Il est des noms que le temps refuse d’effacer. Des visages qui traversent les générations sans jamais perdre leur éclat. Marie Louise, celle dont le prénom a été gravé à jamais dans l’histoire de la musique congolaise par la voix légendaire de Wendo Kolosoy, s’en est allée, refermant une page précieuse du patrimoine culturel national.
Décédée le 21 juillet 2026 à l’âge de 107 ans, Marie Louise a été conduite à sa dernière demeure ce mardi 4 août au cimetière de Kintambo, à Kinshasa. Une disparition qui réveille le souvenir d’une époque fondatrice, celle où la rumba congolaise commençait à écrire sa légende.
Née en 1919, elle restera à jamais associée à « Marie Louise », l’un des titres les plus emblématiques de Wendo Kolosoy, figure pionnière de la musique moderne congolaise. Bien plus qu’une simple chanson, cette œuvre est devenue un monument culturel, traversant les décennies et les frontières pour s’imposer comme l’un des premiers grands succès de la musique congolaise.

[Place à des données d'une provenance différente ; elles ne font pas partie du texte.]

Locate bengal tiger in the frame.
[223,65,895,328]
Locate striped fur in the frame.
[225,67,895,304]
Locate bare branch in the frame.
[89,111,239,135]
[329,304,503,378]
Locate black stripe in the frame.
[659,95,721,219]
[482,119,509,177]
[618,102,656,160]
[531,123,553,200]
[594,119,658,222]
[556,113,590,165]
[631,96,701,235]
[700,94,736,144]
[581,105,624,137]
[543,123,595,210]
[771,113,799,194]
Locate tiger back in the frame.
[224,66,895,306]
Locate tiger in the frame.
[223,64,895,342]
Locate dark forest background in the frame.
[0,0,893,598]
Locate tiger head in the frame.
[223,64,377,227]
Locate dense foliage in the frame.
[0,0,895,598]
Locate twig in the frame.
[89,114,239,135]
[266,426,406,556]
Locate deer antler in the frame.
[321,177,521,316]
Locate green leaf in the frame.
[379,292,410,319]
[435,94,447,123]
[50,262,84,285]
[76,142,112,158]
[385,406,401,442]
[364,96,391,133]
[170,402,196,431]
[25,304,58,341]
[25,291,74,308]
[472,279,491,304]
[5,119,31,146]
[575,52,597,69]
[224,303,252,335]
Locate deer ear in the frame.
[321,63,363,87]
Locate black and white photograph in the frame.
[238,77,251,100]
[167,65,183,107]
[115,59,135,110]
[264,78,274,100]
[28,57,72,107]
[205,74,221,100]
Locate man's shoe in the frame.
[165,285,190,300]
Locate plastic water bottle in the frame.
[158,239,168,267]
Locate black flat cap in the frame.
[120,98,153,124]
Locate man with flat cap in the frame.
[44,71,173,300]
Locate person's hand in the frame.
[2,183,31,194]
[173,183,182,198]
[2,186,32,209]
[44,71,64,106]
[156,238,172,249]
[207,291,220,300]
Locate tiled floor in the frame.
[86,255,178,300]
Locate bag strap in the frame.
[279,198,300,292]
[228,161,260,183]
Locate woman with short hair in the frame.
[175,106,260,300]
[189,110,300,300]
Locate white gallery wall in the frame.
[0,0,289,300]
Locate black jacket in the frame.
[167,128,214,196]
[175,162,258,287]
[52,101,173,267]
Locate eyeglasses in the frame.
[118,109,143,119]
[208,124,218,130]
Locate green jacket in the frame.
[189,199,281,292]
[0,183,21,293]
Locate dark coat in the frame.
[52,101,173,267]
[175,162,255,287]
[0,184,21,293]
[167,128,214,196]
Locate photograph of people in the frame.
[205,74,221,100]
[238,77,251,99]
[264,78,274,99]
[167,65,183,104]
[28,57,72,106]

À travers cette mélodie intemporelle, le prénom de Marie Louise est entré dans la mémoire collective. Il évoque une époque où les premières notes de la rumba faisaient vibrer Léopoldville et annonçaient l’essor d’un genre musical appelé à conquérir le continent africain et le reste du monde.
Son décès ne marque donc pas seulement la disparition d’une femme au destin singulier. Il rappelle également la richesse d’un héritage artistique qui continue d’inspirer les nouvelles générations. En rejoignant l’éternité, Marie Louise emporte avec elle une part vivante de l’histoire culturelle de la République démocratique du Congo, tandis que son nom continuera de résonner au rythme d’une chanson devenue immortelle.
Avec son inhumation au cimetière de Kintambo, Kinshasa rend ainsi un dernier hommage à celle dont le souvenir demeure indissociable de l’une des plus grandes œuvres du répertoire musical congolais. Car certaines personnes disparaissent, mais leur nom, porté par la musique, ne cesse jamais de vivre.